モッタイナイ精神を研ぎ澄ました母の言葉がたまに真理に到達する時がある、そんな話です。

学生時代からずっとそうなのですが、
母に買おうか悩んでる服を教えると…

なぜか必ず…

それ、おんなじの持ってるじゃん!

って言われるのです。

色も形も全然違うのに必ず母はそう言うのです。


だからずっと、"母"という生命体は僕ら人間とは視界の見え方が違うのだなと思っておりました。


それなのになぜかいつもその事を忘れ…


ーーこれいると思う?


って聞いちゃうんですよね。

なぜか、別の生命体である母を説き伏せるという過程をクリアすると、その物の価値がグッと高まる気がするのです。
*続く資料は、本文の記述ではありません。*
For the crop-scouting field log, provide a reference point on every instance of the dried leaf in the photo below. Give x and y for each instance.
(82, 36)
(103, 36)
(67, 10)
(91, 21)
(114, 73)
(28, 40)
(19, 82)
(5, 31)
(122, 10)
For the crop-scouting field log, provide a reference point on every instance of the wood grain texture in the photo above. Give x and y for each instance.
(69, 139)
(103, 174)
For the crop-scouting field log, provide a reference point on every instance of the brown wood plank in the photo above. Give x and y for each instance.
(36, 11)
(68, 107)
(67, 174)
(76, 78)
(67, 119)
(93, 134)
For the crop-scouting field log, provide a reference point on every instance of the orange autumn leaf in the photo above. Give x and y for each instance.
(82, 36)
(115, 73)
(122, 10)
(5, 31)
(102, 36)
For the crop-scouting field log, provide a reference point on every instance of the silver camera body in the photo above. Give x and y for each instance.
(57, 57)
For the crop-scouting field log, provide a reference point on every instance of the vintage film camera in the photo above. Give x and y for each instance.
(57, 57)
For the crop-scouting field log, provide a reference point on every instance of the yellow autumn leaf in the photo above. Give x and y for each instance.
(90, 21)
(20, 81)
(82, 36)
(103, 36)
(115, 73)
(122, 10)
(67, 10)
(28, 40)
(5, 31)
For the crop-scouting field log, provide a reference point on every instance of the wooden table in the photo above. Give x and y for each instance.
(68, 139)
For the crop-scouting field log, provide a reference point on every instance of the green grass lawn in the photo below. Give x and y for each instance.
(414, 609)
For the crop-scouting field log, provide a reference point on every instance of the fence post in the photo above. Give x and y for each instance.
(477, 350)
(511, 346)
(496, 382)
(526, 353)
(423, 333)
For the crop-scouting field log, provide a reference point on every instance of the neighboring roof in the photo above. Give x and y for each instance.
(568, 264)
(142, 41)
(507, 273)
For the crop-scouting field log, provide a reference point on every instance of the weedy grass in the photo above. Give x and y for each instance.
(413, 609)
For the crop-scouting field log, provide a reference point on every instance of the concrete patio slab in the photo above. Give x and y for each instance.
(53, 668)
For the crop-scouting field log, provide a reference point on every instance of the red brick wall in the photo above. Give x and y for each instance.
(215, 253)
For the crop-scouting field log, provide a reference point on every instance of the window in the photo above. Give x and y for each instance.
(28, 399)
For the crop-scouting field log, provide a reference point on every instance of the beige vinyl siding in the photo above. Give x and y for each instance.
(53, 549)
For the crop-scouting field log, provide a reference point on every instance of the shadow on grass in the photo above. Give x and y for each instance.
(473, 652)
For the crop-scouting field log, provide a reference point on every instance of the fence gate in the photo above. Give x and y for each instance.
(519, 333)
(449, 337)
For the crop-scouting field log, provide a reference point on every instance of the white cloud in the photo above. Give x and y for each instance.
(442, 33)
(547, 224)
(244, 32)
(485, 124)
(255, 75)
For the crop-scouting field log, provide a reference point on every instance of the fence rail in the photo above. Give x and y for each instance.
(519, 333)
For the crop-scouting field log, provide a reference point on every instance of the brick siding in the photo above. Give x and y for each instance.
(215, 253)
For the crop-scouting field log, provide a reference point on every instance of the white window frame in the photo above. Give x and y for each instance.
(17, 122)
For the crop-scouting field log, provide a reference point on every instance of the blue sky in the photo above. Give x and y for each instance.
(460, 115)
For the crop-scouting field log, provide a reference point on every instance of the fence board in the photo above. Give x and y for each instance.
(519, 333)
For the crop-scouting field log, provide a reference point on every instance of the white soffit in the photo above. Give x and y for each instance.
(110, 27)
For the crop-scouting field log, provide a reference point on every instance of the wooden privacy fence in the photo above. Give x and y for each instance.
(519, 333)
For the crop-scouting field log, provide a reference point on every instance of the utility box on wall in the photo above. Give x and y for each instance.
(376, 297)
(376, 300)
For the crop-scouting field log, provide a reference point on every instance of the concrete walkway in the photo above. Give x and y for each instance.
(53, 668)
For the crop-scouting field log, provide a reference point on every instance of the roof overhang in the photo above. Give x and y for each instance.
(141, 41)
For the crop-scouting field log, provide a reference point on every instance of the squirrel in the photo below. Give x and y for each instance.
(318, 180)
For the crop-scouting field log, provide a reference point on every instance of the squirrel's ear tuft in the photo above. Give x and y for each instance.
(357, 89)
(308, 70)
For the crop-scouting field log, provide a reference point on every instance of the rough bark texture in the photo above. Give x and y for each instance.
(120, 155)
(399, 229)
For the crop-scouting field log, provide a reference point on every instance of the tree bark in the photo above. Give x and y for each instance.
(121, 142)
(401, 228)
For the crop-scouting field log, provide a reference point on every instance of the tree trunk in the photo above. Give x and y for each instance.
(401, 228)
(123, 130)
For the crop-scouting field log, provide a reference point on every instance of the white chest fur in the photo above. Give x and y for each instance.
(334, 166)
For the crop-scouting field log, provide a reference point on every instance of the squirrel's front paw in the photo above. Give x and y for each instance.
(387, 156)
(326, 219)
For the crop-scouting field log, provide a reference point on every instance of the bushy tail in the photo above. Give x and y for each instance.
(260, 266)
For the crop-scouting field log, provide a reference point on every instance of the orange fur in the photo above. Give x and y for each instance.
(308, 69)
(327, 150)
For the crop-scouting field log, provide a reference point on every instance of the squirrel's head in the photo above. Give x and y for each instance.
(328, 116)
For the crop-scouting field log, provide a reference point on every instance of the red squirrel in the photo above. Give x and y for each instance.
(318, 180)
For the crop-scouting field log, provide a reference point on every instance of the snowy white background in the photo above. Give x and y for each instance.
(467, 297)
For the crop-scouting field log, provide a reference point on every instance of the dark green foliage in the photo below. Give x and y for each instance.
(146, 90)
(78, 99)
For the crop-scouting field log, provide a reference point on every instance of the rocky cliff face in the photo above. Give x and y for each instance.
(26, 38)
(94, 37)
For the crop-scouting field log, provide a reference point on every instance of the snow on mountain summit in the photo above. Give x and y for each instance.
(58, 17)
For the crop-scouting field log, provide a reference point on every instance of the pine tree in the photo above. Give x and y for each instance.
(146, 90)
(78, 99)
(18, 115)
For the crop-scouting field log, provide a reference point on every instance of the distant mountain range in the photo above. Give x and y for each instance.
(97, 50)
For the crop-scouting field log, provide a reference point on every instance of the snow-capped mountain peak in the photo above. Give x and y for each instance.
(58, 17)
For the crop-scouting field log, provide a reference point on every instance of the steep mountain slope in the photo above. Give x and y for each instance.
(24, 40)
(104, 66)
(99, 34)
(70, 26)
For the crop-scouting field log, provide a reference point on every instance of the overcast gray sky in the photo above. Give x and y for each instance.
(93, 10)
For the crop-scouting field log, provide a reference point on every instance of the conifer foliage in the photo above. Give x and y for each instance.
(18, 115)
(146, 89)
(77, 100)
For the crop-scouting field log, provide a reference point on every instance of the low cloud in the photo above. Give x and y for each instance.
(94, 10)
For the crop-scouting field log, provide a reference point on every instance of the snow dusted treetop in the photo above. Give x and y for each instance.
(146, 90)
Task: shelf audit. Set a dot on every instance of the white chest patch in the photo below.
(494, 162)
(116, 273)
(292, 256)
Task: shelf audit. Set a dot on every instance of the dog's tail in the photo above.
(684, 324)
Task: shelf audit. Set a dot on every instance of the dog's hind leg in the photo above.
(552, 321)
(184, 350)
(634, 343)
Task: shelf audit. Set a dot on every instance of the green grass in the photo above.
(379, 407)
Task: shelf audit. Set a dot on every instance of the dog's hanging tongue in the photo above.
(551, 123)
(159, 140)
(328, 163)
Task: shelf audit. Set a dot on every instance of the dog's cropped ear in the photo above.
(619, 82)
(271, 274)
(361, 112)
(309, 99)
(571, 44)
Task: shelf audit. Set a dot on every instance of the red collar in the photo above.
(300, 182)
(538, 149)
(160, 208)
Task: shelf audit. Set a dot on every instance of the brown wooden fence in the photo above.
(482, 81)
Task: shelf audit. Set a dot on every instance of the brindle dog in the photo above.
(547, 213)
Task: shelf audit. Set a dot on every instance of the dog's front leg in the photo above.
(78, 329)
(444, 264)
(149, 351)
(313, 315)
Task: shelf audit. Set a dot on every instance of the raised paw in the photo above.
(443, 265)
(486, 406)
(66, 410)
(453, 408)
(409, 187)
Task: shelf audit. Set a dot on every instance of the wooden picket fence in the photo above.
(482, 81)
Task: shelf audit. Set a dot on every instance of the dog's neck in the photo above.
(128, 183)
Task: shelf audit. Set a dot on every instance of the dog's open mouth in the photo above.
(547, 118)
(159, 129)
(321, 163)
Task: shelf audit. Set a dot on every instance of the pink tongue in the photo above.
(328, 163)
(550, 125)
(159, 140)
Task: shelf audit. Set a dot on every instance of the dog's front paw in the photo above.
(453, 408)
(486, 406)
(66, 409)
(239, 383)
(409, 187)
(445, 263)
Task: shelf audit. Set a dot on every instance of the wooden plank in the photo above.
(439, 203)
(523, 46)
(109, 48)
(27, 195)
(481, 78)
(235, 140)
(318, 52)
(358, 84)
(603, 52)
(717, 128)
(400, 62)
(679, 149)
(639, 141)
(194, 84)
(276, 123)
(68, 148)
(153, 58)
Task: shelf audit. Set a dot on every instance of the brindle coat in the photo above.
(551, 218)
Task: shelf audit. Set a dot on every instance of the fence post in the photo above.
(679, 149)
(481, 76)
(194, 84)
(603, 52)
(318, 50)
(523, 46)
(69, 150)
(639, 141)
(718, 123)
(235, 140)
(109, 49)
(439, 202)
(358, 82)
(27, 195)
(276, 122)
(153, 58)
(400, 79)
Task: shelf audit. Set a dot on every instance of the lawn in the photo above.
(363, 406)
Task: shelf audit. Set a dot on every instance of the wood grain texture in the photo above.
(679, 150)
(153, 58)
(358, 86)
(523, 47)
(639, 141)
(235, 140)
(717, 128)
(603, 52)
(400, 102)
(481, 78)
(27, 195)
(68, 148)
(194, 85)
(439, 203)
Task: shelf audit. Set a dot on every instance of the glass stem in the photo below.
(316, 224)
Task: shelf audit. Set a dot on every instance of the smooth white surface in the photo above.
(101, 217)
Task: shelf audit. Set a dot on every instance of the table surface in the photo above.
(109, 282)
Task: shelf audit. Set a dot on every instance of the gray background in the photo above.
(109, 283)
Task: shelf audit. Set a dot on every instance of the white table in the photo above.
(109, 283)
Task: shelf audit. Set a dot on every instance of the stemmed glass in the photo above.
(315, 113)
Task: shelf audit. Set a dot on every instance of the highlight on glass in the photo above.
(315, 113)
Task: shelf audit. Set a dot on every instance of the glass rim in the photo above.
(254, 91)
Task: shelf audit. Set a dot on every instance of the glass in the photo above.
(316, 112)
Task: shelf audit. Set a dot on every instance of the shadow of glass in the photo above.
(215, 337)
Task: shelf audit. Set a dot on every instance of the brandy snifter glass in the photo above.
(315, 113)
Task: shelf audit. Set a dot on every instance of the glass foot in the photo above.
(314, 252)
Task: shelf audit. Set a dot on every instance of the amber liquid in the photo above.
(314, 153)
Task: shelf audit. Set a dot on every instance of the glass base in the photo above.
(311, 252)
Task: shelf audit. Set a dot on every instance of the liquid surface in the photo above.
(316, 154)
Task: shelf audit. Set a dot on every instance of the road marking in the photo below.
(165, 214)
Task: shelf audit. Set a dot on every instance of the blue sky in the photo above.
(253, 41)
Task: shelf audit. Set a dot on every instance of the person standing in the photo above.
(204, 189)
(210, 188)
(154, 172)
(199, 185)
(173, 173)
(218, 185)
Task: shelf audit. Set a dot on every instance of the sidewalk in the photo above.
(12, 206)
それで、今狙っているレインコートが2つあり、どっちがいいか母に相談したのですが、






母「雨合羽、いる?」






と、シンプルにレインコート自体を否定されました。


ーーいやいや、レインコート持ってないし、これお洒落なヤツじゃん!


母「あんた、考えてみな?雨合羽っていつ着るの?傘でいいじゃん!」


ーーいやレインコートは雨の日とか…これから梅雨の時期だし、てか、まず…雨合羽って言うのやめてくんない?


母「雨合羽でしょ?雨の日に着るんだから」


ーーいや、雨合羽じゃないのよ。お母さんが思ってる感じじゃなくてお洒落なやつなのよ…後、ほら小さなくなってバッグの中にいつでも入れておけて、雨降ったら着れるでしょ?


母「それ、折り畳み傘でよくない?」


ーーいや、折り畳み傘はさー…


母「じゃあその雨合羽を着て電車乗れる?ビショビショだよ?車の中だってビショビショになるし、結局脱いで手に持つわけでしょ?邪魔じゃない?」


ーーいや、傘はさすのよ傘さして雨合羽着るのよ。それでも普通のコートだったら多少濡ちゃうじゃん、でも、雨合羽なら…いらんな、雨合羽…。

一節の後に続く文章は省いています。